I have new baby bunnies! There are only 5, but they all seem to be doing well. 
This week we also had a baby cow born at CEFA. It is not quite at the same cuteness level as the bunnies, but at a few days’ old its attempts to hop and play are pretty funny.  
Since there is no daycare here, often small kids follow their parents to work. Here is a little boy helping his dad move some beans around. 

We have 5 huge drying racks for beans and peanuts on the farm. The beans spend a few days up there before being taken down to make room for more. The dry ones are shelled and put into sacks. 

I was able to get half a sack of Moringa leaves from our moringa plot this week. The very nutritious leaves went to the nutrition center to help feed the malnourished kids.

One of Roy’s bat flowers has been blooming the last few days. Quite the unusual looking flower. 



Tuesday, June 17, 2014

Photos from the week 6/15/2014

We have many hectors of beans at Somongue and this week they started to be harvested. The seed will be dried and distributed to local farmers. 

This week we also harvested another field of higher yielding manioc. Each sack holds many cuttings that will also be distributed to villagers.  

This viper was eating a toad alongside Danforths’ porch. 

One week ago I was getting about 1 jack fruit a day from my tree. Last week it continued and one day I picked four. This week I got 9 on one day! Here are just 7 of them. All nine of them together weighed over 100 Lbs. The total for this week is 17

One of the nine was a really small one . A fun size jack fruit.  


I have been having fun taming and training this African gray parrot. This week I wrapped him in a towel to trim his wing fathers so he could not try to fly away. Unfortunately a few nights ago my house and yard where invaded by driver ants, and I did not make it in time to save him.
I have lost many hives to driver ants, and this morning they attacked the rabbits and Danforths’ house.


Monday, June 9, 2014

Photos from the week 6/8/2014


Narcisse is a young man from another part of the country where they raise bees in grass hives. It is only a one-time thing as the hive and the bees are destroyed when the honey is harvested. I asked him to make me a few hives, so that I can try to incorporate this kind of technology into my project. Try to find out how to transfer the bees to a real hive rather then kill them.
Saturday five of our local and national government heads came out for a tour of the farm. A few of them are new since the change of government, and seem to be really good guys. 

One of the men working at the farm discovered a bunch of edible caterpillars in a bush. 


Roy has been collecting different kinds of hibiscus and planting them out at Somongue. This week this beautiful orange with a red center bloomed for the first time. 


Monday, June 2, 2014

Photos from the week 6/1/2014 fruit edition

Here are a few of the fruits that came in to season this week around Gamboula and Somongue.
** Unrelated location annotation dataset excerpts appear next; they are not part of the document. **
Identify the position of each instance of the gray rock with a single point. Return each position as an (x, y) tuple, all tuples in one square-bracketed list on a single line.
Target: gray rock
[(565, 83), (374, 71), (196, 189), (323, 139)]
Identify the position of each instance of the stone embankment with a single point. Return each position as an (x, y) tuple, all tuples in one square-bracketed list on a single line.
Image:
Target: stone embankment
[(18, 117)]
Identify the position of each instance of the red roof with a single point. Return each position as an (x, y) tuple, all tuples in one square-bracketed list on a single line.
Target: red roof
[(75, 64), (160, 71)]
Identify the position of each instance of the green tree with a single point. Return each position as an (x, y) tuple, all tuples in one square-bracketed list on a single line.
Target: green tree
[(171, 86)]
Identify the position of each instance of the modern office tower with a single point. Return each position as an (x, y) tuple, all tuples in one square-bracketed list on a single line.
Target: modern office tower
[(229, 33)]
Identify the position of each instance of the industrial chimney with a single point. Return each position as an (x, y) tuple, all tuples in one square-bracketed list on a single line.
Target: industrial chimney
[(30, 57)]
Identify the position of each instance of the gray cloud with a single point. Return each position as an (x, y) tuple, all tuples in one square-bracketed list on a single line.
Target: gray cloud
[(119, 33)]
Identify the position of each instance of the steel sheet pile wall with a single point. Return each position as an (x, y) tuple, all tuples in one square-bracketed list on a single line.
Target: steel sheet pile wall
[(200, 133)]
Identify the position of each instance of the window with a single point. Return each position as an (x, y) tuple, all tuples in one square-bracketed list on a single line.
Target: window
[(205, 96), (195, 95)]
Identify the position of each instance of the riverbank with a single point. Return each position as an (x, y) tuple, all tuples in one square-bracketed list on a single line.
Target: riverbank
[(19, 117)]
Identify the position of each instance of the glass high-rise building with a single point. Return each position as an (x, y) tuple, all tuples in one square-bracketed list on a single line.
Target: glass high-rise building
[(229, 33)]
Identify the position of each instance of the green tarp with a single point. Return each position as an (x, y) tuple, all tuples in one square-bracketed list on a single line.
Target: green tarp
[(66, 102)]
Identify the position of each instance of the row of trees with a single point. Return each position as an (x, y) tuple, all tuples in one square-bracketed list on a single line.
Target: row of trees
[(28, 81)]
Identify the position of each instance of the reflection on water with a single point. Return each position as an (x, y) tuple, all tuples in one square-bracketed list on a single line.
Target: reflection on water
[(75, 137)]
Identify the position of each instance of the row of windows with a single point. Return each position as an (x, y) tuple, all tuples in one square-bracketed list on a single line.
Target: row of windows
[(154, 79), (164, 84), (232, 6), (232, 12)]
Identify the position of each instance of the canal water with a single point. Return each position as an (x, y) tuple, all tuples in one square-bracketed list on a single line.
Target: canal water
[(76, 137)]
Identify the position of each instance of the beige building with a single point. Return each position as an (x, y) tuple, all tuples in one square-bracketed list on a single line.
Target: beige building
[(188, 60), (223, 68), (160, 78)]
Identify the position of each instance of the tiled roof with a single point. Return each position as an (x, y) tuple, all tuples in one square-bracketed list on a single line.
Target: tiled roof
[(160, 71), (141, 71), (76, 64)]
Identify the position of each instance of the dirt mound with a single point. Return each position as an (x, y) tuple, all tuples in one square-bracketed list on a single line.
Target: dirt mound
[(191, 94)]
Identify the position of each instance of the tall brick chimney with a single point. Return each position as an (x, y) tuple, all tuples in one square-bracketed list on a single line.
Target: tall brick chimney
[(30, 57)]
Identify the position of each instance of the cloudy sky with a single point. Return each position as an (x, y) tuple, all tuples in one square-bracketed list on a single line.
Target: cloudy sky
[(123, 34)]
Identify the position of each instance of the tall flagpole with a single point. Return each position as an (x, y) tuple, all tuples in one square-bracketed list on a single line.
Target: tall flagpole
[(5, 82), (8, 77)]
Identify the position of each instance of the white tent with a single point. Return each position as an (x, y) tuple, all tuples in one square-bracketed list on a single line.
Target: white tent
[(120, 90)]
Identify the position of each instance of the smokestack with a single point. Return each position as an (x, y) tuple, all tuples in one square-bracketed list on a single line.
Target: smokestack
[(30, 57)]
It seems the guavas here have multiple bumper crops a year! They are in season again now. No complaints there.
               

Bunchosia is also called peanut butter and jelly fruit, because it kind of tastes just like that. These small trees look like Christmas trees this time of year, loaded with green, orange, and red ornaments.  
Marang has a somewhat sweet but burnt rubbery smell when it is ripe. You can smell it a fair distance from the tree, so this is your clue to go searching for it. The outside of the fruit is hard and bristly, kind of like a sea urchin, while the inside is like a small jack fruit, but sweeter. 

Canastel, or egg fruit, taste like boiled sweat potato. They go bad very shortly after they fall from the tree, so you have to snatch them up quickly.  

This pretty looking fruit is a water apple. It is not as good as it looks, and is like eating slightly sweet styrofoam. 

Rose apples are small yellow fruit that smell like perfume. I think eating them is like eating perfume too. 

The jack fruit tree outside my house is loaded with fruit. This week I had 8 ripen! These also have a distinctive smell to them which alerts you that one is ripe. When you smell it, you climb up the tree in search of it.

Cumquats don’t really do great here, but this year there are a few. 
And I can’t leave out the ever present banana.